Accelerated BSN or MSN, which is smarter?

  1. Hi, Everybody,

    I'm a new member and this is my first post. I wonder if any of you all would have some advice as to which nursing program I should choose? I'm starting my third career (in my fifties!) and I can't afford a bad career choice at this point.

    Here's my goal--as far as I can formulate a goal having never nursed before!

    First choice: become a Nurse Educator and eventually teach in a college or university college. (this is a logical goal, since I taught for 10 years and loved all but the discipline.

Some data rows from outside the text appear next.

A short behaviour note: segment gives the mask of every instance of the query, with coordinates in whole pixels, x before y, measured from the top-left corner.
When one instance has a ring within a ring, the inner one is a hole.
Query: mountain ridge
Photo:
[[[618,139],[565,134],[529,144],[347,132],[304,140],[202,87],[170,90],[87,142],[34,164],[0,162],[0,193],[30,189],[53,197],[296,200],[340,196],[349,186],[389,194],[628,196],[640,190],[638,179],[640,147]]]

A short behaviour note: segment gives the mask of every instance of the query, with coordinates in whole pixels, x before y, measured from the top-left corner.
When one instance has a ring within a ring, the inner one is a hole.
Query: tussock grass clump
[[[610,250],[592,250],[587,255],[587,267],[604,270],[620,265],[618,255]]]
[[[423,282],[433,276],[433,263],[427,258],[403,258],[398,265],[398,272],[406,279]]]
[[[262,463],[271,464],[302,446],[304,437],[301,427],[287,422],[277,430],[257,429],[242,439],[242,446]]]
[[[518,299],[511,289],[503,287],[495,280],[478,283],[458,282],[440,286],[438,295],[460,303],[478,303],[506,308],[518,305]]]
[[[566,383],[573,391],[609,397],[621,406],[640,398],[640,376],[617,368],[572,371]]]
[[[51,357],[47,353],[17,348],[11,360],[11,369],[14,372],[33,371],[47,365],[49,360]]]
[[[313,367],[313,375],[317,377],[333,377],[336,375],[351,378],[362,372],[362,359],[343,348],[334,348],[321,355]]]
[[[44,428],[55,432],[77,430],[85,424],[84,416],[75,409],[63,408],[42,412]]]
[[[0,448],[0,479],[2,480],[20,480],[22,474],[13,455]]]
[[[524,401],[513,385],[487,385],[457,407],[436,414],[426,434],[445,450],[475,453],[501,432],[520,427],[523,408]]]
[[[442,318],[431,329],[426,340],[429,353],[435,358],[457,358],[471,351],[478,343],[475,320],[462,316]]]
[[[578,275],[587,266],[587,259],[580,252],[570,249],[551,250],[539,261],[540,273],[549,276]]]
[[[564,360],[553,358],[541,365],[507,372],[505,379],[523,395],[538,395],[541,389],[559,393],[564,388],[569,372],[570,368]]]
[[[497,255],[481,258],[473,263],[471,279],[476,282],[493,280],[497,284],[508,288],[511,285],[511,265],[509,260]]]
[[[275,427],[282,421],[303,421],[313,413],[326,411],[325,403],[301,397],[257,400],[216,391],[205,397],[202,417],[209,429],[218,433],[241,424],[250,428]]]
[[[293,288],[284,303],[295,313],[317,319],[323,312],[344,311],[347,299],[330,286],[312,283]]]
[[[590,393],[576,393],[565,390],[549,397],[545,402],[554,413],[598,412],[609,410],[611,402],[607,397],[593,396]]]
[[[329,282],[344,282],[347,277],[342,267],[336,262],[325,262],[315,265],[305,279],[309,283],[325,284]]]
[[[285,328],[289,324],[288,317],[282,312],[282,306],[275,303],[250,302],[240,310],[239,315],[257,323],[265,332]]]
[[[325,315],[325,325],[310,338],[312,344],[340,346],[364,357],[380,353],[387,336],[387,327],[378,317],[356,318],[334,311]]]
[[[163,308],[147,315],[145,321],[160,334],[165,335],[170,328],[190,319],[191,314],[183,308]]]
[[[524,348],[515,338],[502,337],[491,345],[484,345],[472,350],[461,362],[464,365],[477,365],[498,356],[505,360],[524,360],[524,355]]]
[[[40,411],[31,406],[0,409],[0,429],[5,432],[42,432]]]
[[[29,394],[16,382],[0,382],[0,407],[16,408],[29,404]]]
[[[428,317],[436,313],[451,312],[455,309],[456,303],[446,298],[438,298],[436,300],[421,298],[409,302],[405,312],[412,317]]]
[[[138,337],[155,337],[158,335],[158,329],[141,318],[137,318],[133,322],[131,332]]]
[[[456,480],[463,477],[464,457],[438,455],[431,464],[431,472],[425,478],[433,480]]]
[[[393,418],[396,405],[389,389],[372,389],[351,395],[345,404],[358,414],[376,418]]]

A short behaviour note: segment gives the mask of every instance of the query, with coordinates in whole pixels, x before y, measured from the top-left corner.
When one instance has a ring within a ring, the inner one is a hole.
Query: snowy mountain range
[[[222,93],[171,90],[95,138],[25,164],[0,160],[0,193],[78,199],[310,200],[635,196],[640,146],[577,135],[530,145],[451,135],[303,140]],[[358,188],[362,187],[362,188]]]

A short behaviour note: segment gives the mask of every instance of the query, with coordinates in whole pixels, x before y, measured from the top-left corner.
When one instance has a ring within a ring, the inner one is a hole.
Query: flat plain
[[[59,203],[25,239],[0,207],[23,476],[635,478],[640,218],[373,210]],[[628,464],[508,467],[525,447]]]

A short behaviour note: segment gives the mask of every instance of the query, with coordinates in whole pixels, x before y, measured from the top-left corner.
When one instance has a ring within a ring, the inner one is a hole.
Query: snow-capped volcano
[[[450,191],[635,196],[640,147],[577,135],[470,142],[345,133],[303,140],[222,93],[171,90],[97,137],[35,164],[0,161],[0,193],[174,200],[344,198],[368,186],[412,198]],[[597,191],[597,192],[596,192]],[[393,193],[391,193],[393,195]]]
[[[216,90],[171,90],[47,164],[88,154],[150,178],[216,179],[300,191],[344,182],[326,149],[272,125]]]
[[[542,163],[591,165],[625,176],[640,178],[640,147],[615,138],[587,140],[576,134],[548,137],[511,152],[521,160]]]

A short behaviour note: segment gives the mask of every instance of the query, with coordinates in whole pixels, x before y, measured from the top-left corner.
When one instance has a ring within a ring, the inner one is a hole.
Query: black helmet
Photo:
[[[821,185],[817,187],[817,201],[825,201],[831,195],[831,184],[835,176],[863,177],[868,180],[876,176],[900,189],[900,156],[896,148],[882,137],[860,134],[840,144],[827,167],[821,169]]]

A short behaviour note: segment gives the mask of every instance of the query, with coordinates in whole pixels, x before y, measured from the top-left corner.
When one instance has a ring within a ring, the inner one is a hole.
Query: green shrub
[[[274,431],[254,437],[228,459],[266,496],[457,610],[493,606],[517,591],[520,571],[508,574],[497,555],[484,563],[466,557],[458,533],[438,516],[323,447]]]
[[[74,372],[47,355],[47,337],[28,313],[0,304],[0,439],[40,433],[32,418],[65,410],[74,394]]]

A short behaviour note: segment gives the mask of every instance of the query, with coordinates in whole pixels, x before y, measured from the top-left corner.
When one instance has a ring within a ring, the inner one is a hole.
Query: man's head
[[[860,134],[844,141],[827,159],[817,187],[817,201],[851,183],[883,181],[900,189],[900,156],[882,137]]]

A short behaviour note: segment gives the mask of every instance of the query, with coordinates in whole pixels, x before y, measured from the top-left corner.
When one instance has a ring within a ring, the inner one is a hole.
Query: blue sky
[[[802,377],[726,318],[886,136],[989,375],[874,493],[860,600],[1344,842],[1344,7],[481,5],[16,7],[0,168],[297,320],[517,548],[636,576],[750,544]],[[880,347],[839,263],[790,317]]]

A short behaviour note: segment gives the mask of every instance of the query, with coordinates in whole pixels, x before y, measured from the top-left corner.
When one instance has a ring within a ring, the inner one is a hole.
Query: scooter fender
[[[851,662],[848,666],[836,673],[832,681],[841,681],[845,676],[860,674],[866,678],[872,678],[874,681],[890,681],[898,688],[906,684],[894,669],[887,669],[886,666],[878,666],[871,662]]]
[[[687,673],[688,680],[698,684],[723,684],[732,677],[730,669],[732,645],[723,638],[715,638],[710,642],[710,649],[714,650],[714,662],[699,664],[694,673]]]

Presumably I wouldn't need to send nursing students to detention!)

    Second choice: become a Nurse Practitioner? or better, combine this in a practice with educating--best of both worlds.

    I've been accepted to two East coast schools that stand high in all the ratings I can find. They cost about the same (staggering amounts).

    One college offers an accelerated BSN + 15 credits towards a Masters.

    The other offers an accelerated MSN, training me as Clinical Nurse Leader, whatever that may be. a generalist?

    My question is, given my end goal, would either be the better course of study? Will I face job discrimination later, if I don't first earn a BSN? (The MSN offers plenty of clinical hours).

    If I go the BSN route, then I'll need to get a specialized MSN, and NP, I presume, to reach my goal.

    If I go the MSN route, I'll need to get at least a certificate for an NP.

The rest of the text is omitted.